From: Janpieter Sollie <janpieter.sollie@kabelmail.de>
To: Kent Overstreet <kent.overstreet@linux.dev>,
Linus Torvalds <torvalds@linux-foundation.org>
Cc: Lorenzo Stoakes <lorenzo.stoakes@oracle.com>,
linux-bcachefs@vger.kernel.org, linux-mm@kvack.org,
Vlastimil Babka <vbabka@suse.cz>,
Andrew Morton <akpm@linux-foundation.org>,
Uladzislau Rezki <urezki@gmail.com>,
Christoph Hellwig <hch@infradead.org>
Subject: Re: [PATCH] mm: Drop INT_MAX limit from kvmalloc()
Date: Mon, 21 Oct 2024 11:22:51 +0200 [thread overview]
Message-ID: <be58ca67-bc25-494a-b0a4-93e026c88f10@kabelmail.de> (raw)
In-Reply-To: <be353d22-8a87-4f69-93bd-bb0f3aae6f51@kabelmail.de>
[-- Attachment #1.1.1: Type: text/plain, Size: 3191 bytes --]
Op 21/10/2024 om 10:46 schreef Janpieter Sollie:
> Op 20/10/2024 om 22:29 schreef Kent Overstreet:
>>>
>>>
>>
>> I'm not going to run custom benchmarks just for a silly argument, sorry.
>> But on a fileserver with 128 GB of ram and a 75 TB filesystem
>> (yes, that's likely a dedicated fileserver),
>> we can quite easily justify a btree node cache of perhaps 10GB,
>> and on random update workloads the journal does need to be that big -
>> otherwise our btree node write size goes down and throughput suffers.
>>
> Is this idea based on "the user only has 1 FS per device?"
> I assume I have this setup (and it probably is, looks like mine).
> I have 3 bcachefs filesystems each taking 10% of RAM.
> So, I end up with a memory load of 30% dedicated to bcachefs caching.
> If I read your argument, you say "I want a large btree node cache,
> because that's making the fs more efficient". No doubts about that.
>
> VFS buffering may already save you a lot of lookups you're actually
> building the btree node cache for.
> Theoretically, there's a large difference about how they work,
> but in practice, what files will it lookup mostly?

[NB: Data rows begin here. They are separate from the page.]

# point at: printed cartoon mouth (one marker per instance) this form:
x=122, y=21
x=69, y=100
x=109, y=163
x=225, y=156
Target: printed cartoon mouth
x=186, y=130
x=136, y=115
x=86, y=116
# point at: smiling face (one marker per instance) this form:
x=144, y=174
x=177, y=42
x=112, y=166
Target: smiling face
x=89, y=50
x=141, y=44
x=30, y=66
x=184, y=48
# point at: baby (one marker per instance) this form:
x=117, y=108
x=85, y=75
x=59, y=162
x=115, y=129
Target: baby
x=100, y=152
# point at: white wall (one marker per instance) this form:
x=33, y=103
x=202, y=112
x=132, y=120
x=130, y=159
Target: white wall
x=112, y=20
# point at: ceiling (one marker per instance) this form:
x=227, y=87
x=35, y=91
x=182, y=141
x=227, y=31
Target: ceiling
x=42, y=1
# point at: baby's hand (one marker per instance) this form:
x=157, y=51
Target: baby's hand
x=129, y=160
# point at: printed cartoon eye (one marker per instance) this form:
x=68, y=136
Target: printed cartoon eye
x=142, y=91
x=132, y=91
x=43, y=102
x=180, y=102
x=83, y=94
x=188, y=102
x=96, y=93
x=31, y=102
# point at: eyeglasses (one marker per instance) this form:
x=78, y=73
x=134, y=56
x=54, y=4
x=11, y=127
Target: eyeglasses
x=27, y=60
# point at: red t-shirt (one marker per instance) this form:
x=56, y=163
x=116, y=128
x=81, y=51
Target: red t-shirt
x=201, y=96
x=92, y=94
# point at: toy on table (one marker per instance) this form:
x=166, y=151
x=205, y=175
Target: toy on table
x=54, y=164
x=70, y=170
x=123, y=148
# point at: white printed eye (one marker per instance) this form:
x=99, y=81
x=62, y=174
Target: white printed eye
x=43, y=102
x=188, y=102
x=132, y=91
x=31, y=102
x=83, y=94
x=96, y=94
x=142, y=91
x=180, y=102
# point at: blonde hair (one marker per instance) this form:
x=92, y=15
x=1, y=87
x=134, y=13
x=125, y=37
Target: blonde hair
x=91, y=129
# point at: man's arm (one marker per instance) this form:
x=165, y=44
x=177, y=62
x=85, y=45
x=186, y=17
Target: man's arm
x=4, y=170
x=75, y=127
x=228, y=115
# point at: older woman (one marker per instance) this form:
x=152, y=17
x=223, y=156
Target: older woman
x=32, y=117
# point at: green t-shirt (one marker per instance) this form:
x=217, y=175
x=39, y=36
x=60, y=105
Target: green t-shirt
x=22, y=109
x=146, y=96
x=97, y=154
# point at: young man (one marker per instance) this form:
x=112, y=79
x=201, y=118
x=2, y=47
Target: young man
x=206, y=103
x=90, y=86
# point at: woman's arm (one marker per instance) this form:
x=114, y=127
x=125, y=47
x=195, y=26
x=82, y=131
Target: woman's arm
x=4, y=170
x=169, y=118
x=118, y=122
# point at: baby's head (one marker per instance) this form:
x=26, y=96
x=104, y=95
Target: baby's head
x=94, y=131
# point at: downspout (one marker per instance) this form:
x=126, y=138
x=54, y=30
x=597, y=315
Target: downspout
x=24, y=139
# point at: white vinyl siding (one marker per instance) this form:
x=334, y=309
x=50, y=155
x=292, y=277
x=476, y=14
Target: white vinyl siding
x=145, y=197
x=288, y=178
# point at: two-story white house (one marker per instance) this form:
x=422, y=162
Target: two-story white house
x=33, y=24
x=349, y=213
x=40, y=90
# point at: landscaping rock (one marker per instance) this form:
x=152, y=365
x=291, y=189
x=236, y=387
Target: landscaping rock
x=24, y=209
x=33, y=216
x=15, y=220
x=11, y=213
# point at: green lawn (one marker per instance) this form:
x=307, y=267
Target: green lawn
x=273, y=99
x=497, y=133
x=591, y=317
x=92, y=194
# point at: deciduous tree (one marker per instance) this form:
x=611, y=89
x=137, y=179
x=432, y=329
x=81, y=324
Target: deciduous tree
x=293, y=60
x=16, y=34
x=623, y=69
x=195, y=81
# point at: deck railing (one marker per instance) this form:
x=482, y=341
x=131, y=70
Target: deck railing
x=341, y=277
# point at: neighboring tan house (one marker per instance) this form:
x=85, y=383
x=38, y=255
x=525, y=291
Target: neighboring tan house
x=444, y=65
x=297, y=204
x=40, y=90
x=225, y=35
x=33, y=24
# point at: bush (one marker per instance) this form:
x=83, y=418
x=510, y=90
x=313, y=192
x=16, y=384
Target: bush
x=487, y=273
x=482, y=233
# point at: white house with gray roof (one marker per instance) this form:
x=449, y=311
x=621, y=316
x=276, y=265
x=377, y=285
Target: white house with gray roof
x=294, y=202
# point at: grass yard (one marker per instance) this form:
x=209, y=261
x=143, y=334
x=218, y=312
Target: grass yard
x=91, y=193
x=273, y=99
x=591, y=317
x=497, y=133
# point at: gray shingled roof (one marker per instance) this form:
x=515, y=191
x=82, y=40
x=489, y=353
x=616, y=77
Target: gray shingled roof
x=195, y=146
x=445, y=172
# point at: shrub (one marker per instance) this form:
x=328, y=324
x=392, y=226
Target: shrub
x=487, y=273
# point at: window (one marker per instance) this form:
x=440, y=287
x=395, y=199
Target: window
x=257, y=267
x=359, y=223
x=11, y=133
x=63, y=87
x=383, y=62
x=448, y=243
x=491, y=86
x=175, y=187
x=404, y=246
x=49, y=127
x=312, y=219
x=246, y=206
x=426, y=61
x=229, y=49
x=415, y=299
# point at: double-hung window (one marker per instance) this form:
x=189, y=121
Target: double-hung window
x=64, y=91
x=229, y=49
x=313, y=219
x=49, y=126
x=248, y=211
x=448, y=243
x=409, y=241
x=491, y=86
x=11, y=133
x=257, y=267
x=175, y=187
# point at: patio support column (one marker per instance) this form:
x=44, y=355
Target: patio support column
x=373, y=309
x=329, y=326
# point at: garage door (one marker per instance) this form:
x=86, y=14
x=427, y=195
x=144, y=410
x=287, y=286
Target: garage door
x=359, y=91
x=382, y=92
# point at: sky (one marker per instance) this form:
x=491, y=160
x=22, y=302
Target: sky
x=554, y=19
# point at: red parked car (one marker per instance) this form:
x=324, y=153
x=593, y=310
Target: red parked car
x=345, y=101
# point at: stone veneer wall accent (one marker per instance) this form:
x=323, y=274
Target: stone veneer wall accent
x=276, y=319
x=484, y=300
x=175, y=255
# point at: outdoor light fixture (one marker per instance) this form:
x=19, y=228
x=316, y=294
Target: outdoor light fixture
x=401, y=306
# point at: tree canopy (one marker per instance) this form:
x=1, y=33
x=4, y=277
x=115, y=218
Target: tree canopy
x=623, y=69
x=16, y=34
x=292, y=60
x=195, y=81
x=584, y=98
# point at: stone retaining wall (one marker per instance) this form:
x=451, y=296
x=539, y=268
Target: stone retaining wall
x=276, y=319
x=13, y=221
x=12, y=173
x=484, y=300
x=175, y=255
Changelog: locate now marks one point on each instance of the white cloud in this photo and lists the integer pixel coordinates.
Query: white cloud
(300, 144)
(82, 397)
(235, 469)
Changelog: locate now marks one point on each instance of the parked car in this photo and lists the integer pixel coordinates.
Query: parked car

> Probably the few ones you already have in your vfs buffer.
> The added value of keeping a large "metadata" cache seems doubtful.
>
> I have my doubts about trading 15G of buffer to 15G of btree node cache:
> You lose the opportunity to share those 15G ram between all filesystems.
> On the other hand, when you perform many different file lookups,
> it will shine with everything it has.
>
> Maybe some tuning parameter could help here?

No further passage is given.